Statistical Properties of Magnetic Reconnection in MHD turbulence

Magnetic reconnection is an integral part of MHD turbulence[1] in that the fragmentation of magnetic eddies into smaller structures necessarily involves change of magnetic topology. To better understand this relationship, recently the properties of thousands of magnetic reconnection events in moderate Reynolds number MHD turbulence have been studied [1] using 2D spectral method simulations of compressible and incompressible MHD. Reconnection between magnetic islands, different in size and energy, occurs locally and sporadically in time. The associated reconnection rates are distributed over a wide range of values and scale with the geometry of the diffusion region.

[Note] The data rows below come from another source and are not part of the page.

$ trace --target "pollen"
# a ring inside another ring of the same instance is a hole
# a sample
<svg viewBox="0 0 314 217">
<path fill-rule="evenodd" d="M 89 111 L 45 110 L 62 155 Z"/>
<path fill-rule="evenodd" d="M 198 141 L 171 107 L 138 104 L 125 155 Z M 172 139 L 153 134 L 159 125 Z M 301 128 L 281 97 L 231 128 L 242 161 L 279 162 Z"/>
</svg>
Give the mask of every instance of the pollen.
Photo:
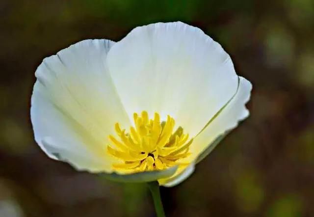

Matching classical turbulence analysis with the Sweet-Parker theory, the main statistical features of these multi-scale reconnection events are identified. Magnetic reconnection in turbulence can be described through an asymmetric Sweet-Parker model, in which the parameters that control the reconnection rates are determined by turbulence itself. This new and general perspective on reconnection is relevant in space and astrophysical systems, where plasma is generally in a fully nonlinear regime. [1] W. Matthaeus and S. Lamkin, Phys. Fluids, 29, 2513 (1986). [2] S. Servidio et al, PRL, 102, 115003 (2009).